THE DISPLEASURE GESTURE:
This is an increasing behavior and not necessarily restricted to holiday time but it was interesting when on December 25th a driver in front of me on a two-lane road in my neighborhood pulled over to the left side of the road and then immediately and unexpectedly swung to the right directly in front of me and blocking both travel lanes. Luckily, I was driving slower and I slammed on my brakes to avoid a collision. In reaction, I also hit my horn to alert the driver whose intent was to back into his driveway. Showing his displeasure at me for having honked my horn to warn him, I received the single finger gesture in response which is now becoming a rather frequent gesture of any displeasure however slight. I’m adjusting my sails in cases like these by feeling bad for folks that can’t seem to accept any warnings or criticisms and by not escalating the situation by gesturing back.
By controlling our own behaviors and exhibiting them accordingly, we can help shift the aforementioned continuum toward the right—toward friendship, respect, compassion, fulfillment. Adjusting your sails is a low-tech solution in a fast-paced high-tech world. As author, motivational speaker and marketing consultant Simon Sinek has said: “there is no “app” for a meaningful relationship.”
There is perhaps no more apt example of sail adjustment than in Sandbranch. In this tiny Texan town 14 miles outside of Dallas, a community of the most vulnerable people in our society has been living without running water in its entire 138 years of existence. They have been fighting with FEMA and Dallas County officials for over 30 years to have access to clean running water, yet this community (which exists within one of the wealthiest nations in the world) continues to survive without this most basic and critical of human rights.
How does a town of about 80 residents continue to exist with no running water, no internet, no trash service, and an average monthly per capita income of $721 where residents, many without transportation, must find a way to travel more than seven miles to the nearest grocery story? They have simply adjusted their sails. They live the values and exhibit all the virtues shown on the above continuum. They are a self-motivated, self-sustaining community that is inherently human-centric and therefore customer-centric.
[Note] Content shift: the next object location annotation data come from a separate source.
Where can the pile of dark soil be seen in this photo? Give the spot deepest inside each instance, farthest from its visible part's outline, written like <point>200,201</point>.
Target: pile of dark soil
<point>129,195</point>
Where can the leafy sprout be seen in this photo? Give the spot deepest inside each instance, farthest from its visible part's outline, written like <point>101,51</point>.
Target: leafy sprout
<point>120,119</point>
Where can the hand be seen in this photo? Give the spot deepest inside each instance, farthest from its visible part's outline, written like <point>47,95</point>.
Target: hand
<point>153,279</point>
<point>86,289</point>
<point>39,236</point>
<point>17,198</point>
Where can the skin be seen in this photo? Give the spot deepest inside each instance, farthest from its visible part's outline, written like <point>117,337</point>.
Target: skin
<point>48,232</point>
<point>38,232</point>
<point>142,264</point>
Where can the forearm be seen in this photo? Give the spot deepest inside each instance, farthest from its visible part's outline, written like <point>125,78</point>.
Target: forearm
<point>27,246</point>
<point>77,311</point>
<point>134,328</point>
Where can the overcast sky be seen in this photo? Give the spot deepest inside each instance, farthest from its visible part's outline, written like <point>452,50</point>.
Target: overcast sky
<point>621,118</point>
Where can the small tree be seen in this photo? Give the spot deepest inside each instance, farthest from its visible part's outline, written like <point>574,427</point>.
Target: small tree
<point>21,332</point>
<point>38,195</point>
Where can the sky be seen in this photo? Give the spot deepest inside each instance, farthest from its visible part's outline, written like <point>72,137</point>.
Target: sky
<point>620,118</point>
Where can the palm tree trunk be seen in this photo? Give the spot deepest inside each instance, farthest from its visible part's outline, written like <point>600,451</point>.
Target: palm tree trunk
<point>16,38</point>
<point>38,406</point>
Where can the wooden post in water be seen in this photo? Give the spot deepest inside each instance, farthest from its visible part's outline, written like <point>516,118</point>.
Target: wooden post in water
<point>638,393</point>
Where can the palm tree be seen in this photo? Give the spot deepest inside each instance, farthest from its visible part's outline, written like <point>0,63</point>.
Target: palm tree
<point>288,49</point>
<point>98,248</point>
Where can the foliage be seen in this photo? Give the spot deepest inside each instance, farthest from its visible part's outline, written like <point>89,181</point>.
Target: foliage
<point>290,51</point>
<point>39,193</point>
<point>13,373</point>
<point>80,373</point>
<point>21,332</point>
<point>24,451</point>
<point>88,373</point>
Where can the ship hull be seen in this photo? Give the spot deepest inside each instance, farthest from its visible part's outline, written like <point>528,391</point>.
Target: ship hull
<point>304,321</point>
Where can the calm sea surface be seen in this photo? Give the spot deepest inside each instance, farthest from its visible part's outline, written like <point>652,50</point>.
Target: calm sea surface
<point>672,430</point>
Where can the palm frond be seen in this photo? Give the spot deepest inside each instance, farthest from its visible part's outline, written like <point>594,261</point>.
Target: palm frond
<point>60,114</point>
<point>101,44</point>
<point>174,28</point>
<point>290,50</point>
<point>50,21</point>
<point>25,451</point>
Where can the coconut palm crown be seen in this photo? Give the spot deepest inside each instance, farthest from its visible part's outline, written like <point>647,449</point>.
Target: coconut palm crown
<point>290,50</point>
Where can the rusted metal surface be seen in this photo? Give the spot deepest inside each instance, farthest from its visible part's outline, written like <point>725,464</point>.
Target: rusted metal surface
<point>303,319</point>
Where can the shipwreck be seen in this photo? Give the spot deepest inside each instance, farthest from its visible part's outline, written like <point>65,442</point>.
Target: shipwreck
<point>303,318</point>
Inspired and led by Reverend Allen Hawthorne, the community church became the core of this tight-knit town. Each home in Sandbranch was even hand-built by the community with no outside help. They have a strong connection to the land and to each other. Residents remain loving, respectful, and supportive of each other in circumstances that exist well beneath the radar of most people in the United States.
What lessons might we derive from this? Think about the ways we interact with and support our fellow human beings. Whether we are driving, commuting to and from work, in meetings with co-workers, buying groceries, or building relationships with our customers, put yourself in the other person’s shoes. What difficulties do we often face and rather than complaining or expecting things to change, can we move forward by simply adjusting our sails?